National Amphetamine-Type Stimulant Strategy 2008-2011
1.3 Why does Australia need a National Amphetamine-Type Stimulant Strategy?
Increasing productionOver the last 15 years, ATS production and use in Australia have increased and the potency of some ATS has increased. Globally, the production of ATS has similarly increased. As an indication of the rise in domestic production, detections of clandestine laboratories that manufacture ATS increased from 58 in 1996/97 to 390 in 2005/06 (Australian Crime Commission, 2007).

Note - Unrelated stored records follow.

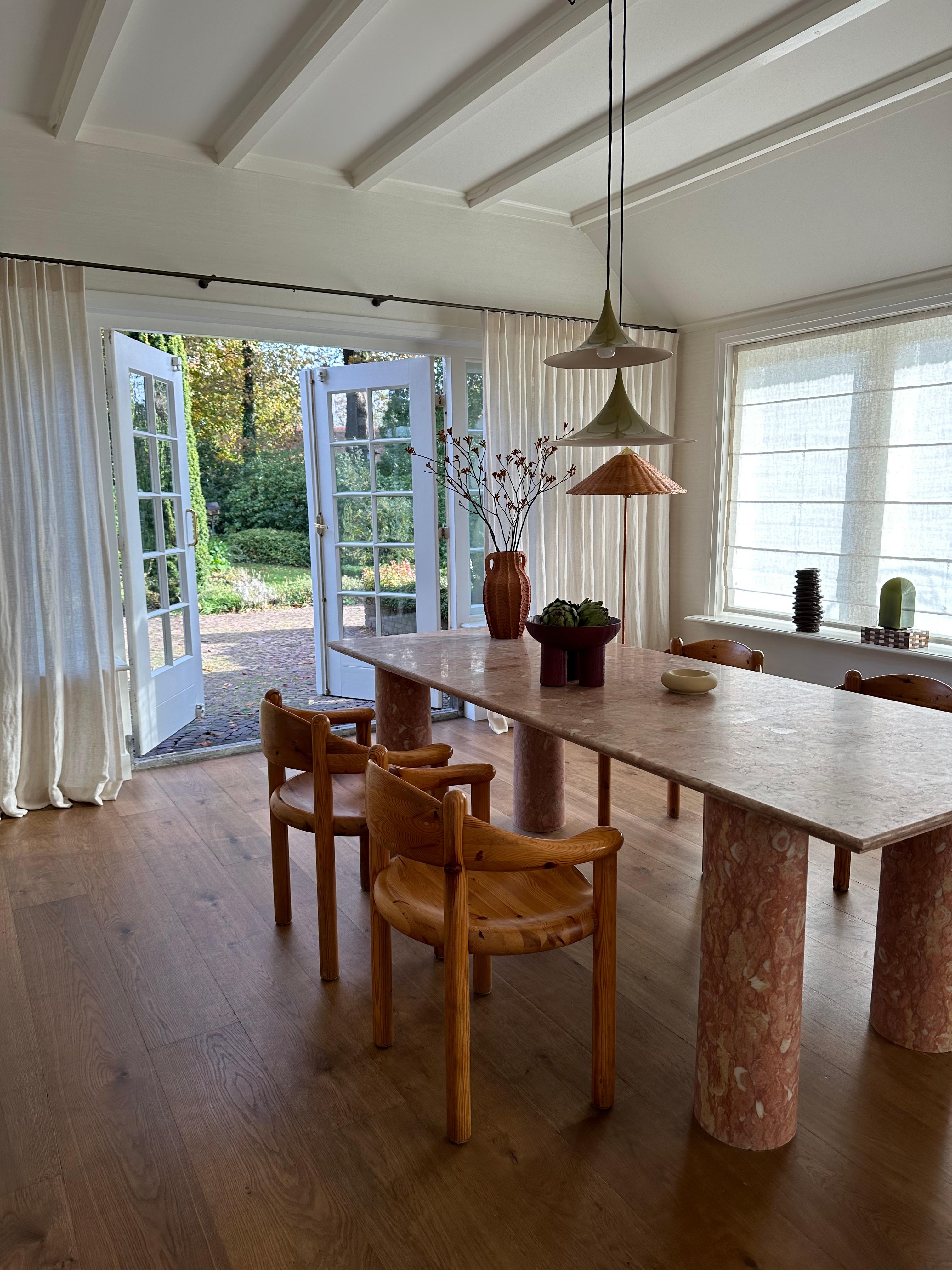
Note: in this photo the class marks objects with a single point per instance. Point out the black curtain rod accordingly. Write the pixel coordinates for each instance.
(206, 280)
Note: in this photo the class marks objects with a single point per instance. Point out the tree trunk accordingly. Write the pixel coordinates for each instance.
(356, 423)
(249, 431)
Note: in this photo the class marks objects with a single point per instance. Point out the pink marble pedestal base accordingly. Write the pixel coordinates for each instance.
(539, 780)
(403, 710)
(912, 994)
(752, 978)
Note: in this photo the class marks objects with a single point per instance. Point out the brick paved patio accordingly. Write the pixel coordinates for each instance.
(243, 656)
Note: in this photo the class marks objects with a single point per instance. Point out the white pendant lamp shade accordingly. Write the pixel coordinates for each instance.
(607, 347)
(619, 423)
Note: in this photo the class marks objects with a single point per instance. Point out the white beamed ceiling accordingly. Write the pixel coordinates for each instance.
(181, 74)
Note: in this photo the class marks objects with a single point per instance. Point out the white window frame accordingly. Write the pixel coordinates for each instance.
(836, 314)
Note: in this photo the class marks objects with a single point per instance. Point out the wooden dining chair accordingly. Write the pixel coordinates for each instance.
(327, 799)
(917, 690)
(444, 877)
(728, 652)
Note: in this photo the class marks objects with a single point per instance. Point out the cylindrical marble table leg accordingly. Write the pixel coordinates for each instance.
(912, 994)
(539, 780)
(752, 978)
(403, 710)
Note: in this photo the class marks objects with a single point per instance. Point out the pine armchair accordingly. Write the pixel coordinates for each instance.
(327, 799)
(444, 877)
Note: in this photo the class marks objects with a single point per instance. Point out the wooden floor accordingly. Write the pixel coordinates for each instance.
(179, 1089)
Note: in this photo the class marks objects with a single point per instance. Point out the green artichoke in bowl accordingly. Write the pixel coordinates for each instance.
(593, 613)
(560, 613)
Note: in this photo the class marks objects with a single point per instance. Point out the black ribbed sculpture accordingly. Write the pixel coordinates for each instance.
(808, 611)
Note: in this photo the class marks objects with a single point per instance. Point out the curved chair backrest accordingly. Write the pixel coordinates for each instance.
(290, 737)
(917, 690)
(728, 652)
(408, 822)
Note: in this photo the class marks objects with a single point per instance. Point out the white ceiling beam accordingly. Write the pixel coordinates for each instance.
(338, 26)
(767, 44)
(933, 75)
(483, 83)
(97, 33)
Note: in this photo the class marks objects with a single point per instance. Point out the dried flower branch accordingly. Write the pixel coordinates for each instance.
(504, 497)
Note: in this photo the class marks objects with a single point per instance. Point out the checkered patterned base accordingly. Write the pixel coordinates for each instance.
(888, 638)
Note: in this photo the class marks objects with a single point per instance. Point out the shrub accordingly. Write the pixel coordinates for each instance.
(253, 590)
(271, 493)
(271, 546)
(296, 593)
(220, 598)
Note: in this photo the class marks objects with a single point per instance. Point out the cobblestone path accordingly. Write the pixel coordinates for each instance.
(243, 656)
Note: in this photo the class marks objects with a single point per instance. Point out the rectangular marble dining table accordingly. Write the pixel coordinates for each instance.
(777, 760)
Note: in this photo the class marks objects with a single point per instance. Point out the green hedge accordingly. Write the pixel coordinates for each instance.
(271, 546)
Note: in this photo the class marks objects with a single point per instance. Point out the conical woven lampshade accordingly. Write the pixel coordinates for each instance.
(619, 423)
(627, 474)
(607, 347)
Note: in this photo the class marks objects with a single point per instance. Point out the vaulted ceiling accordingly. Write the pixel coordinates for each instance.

Prevalence and patterns of useAfter cannabis, ATS are the second most commonly used illicit drugs in Australia. According to the 2004 National Drug Strategy Household Survey (NDSHS), 9.1% of the general population aged 14 years or older has tried meth/amphetamine and 3.2% have used it in the previous 12 months (Australian Institute of Health and Welfare, 2005). Lifetime use of ecstasy was lower, reported by 7.5% of the population, while recent use was comparable to meth/amphetamine, at 3.4%. These figures translate to approximately 1.5 million Australians having used meth/amphetamine at some time in their life (approximately 530,000 used in the past 12 months). Approximately 1.2 million Australians have used ecstasy at some time in their life (approximately 560,000 had used in the past 12 months). ATS are used by a wide variety of people in Australia within different contexts. As with most other classes of drugs, ATS use is more common among males and most prevalent in the 20-29 year age group (Australian Institute of Health and Welfare, 2005).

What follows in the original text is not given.